TE-WEN CHANG, M84P, on solving the mystery behind deadly colitis
When humans take antibiotics, they develop diarrhea, and some develop a more severe form—colitis. No one knew why.
In 1977, my colleague John Bartlett began to study antibiotic-associated diarrhea in animals. After feeding the antibiotic clindamycin to hamsters, the animals developed severe diarrhea and eventually died. I became interested in his data at a research conference and asked him to give me a small stool sample for my tissue culture study. After inoculating the tissue culture, I found that the hamster stool specimens caused damage to the tissue culture cells. I kept asking myself, What could be doing the damage? A virus was ruled out because the agent could not be propagated to fresh tissue cultures. If it’s a bacterial toxin, what kind of bacteria is it?
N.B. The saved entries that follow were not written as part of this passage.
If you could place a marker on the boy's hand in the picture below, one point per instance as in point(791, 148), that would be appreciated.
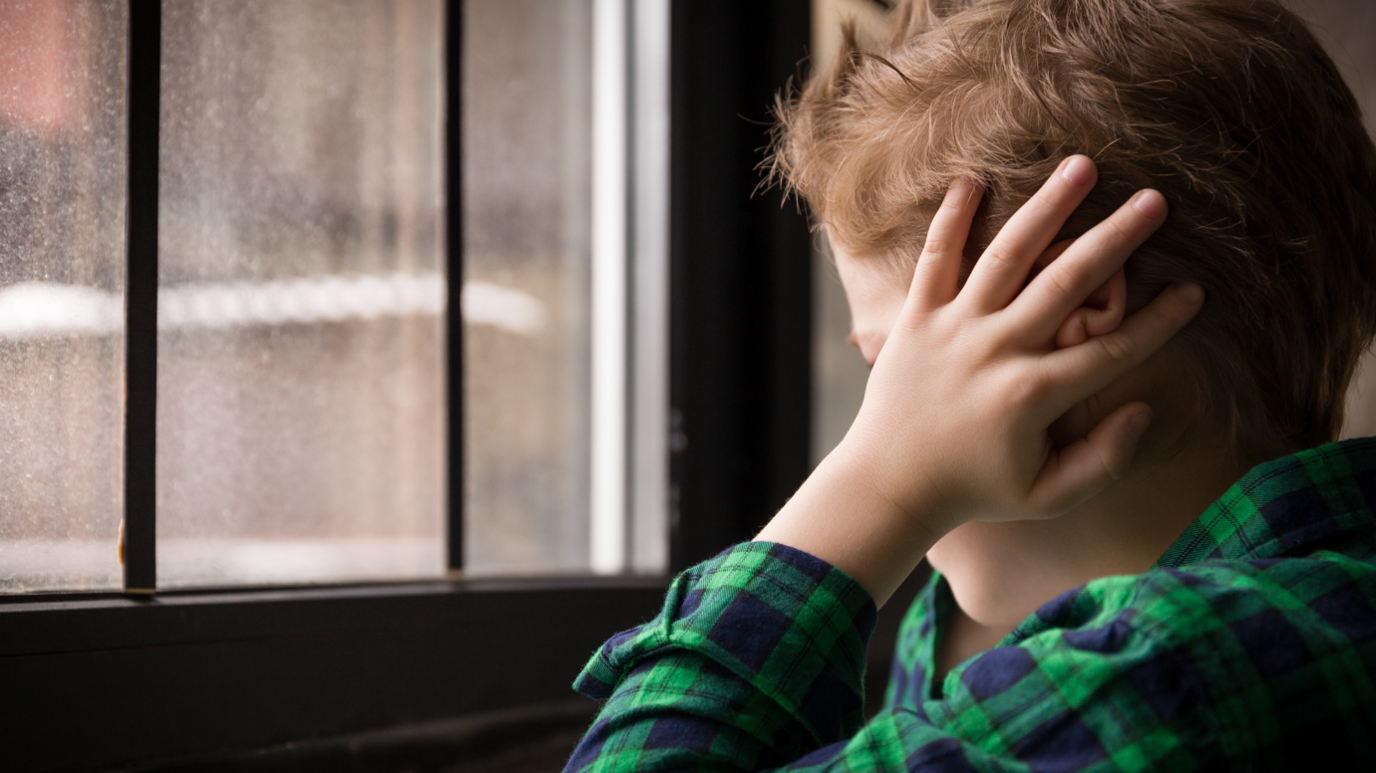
point(955, 416)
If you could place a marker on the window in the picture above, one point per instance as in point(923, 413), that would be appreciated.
point(295, 363)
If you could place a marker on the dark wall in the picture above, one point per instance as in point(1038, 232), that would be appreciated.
point(742, 288)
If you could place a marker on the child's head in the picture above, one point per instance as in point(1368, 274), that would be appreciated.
point(1229, 107)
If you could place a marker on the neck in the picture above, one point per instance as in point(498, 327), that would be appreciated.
point(1001, 572)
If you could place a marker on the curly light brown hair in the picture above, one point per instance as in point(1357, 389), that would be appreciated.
point(1230, 107)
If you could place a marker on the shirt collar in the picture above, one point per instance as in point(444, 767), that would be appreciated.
point(1285, 506)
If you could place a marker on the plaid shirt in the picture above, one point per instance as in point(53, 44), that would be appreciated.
point(1248, 647)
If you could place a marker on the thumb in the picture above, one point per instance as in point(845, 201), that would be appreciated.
point(1089, 465)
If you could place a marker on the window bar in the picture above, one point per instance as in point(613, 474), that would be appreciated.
point(607, 538)
point(141, 299)
point(454, 274)
point(650, 439)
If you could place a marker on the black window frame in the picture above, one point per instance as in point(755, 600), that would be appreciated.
point(197, 677)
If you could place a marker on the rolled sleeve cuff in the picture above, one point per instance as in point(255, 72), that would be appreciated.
point(787, 623)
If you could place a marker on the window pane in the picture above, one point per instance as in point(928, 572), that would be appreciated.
point(300, 384)
point(62, 143)
point(527, 190)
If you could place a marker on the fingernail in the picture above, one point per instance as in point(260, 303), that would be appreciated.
point(1138, 424)
point(1151, 204)
point(1078, 169)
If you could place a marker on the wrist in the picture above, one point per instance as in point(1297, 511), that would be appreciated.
point(844, 516)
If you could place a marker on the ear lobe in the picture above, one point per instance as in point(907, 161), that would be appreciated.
point(1100, 314)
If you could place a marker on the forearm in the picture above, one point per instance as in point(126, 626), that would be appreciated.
point(840, 516)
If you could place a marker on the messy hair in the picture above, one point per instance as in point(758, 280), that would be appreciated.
point(1229, 107)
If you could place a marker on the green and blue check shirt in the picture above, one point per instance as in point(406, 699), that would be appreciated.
point(1250, 645)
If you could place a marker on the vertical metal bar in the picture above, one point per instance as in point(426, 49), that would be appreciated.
point(141, 297)
point(650, 439)
point(607, 530)
point(454, 271)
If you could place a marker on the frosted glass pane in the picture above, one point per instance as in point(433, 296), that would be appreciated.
point(62, 183)
point(527, 187)
point(300, 381)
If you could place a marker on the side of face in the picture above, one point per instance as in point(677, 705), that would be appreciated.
point(976, 556)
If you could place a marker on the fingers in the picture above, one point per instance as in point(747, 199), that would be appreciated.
point(1089, 465)
point(1100, 314)
point(1062, 286)
point(936, 279)
point(1002, 268)
point(1075, 373)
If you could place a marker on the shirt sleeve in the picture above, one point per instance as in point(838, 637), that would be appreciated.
point(757, 662)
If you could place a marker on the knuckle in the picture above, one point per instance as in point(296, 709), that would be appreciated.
point(936, 244)
point(1116, 231)
point(1118, 348)
point(1062, 279)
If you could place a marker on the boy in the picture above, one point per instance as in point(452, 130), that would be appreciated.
point(1142, 560)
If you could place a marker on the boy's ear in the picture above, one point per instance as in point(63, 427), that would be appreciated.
point(1100, 314)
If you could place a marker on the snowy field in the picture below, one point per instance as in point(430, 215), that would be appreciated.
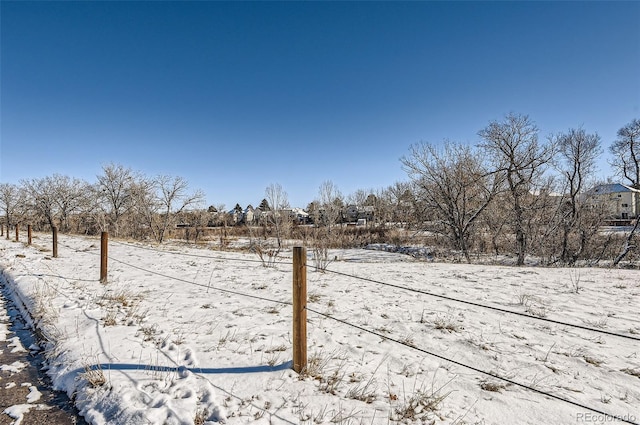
point(181, 335)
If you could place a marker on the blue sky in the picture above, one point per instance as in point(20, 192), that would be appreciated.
point(235, 96)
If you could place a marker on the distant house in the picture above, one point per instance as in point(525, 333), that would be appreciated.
point(622, 202)
point(248, 214)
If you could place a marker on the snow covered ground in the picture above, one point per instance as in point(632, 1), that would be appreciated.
point(181, 335)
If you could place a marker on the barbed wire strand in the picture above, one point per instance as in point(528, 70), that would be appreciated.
point(420, 291)
point(186, 254)
point(502, 310)
point(200, 284)
point(493, 375)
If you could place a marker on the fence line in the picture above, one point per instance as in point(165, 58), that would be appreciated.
point(184, 280)
point(419, 291)
point(185, 254)
point(493, 375)
point(439, 356)
point(475, 304)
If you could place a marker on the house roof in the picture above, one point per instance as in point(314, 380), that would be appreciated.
point(612, 188)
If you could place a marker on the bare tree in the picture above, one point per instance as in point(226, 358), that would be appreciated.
point(41, 199)
point(578, 153)
point(455, 187)
point(279, 219)
point(172, 197)
point(626, 153)
point(12, 202)
point(514, 148)
point(330, 204)
point(70, 194)
point(115, 186)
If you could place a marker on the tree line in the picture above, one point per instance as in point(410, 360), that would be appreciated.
point(511, 193)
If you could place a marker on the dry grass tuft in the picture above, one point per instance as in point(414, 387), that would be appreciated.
point(93, 375)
After extensive testing, I learned the bacterial strain responsible was Clostridium difficile, or “C. diff.” It was the first time C. diff toxin was isolated.
Around that time, an article appeared in the British Medical Journal describing an unknown bacterial toxin from patients with antibiotic-associated diarrhea. I sent a piece of filter paper coated with antitoxin to the author, and within a week the report came back positive for C. diff toxin. This was the first time C. diff toxin was detected in humans with antibiotic-associated diarrhea. In other words, I had found the cause of this disease in humans.
Since we did not have any data to prove the British study, Marc Gurwith collected stool samples from his patients at the Boston VA hospital, and Bartlett transferred them to Tufts New England Medical Center, where I carried out the toxin studies. Bartlett wrote the paper, published in the New England Journal of Medicine in 1978. After that, we were able to use Clostridia antitoxin to make a diagnosis of C. diff disease, because of a hidden C. diff antitoxin I detected in Clostridia and sordellii antitoxins. We performed more than 800 tests for physicians across the U.S., with specimens arriving from every state. Before, we didn’t know what caused this potentially life-threatening disease in humans. Now we knew. —As told to Francis Storrs
Chang, an associate professor emeritus of public health and community medicine, received a Dean’s Medal in 2015.
NAHID BHADELIA, J99, F04, M05, on fighting Ebola
I didn’t realize how dire the Ebola epidemic was in West Africa until I landed there in 2014. It ravaged communities, and many of my colleagues became ill or passed away. Most people believe they wouldn’t make the trip, but when you know how much need is there, you feel beholden to help. I ended up traveling from Boston to Sierra Leone four times. It was very hard for me and my family. But this experience allowed me to put my skills to good use and helped improve the training I provide to U.S. healthcare workers. It has drawn me into a lot of policy discussions and scientific areas. It heartens me to see growing awareness about how to confront infectious disease threats better and earlier with initiatives such as the Coalition for Epidemic Preparedness Innovation and the Global Health Security Agenda. The world is hopefully waking up to the threat of emerging pathogens and everyday infectious diseases. —As told to Molly McDonough
Bhadelia is medical director of Boston Medical Center's special pathogens unit and director of infection control and medical response for Boston University’s National Emerging Infectious Diseases Laboratories.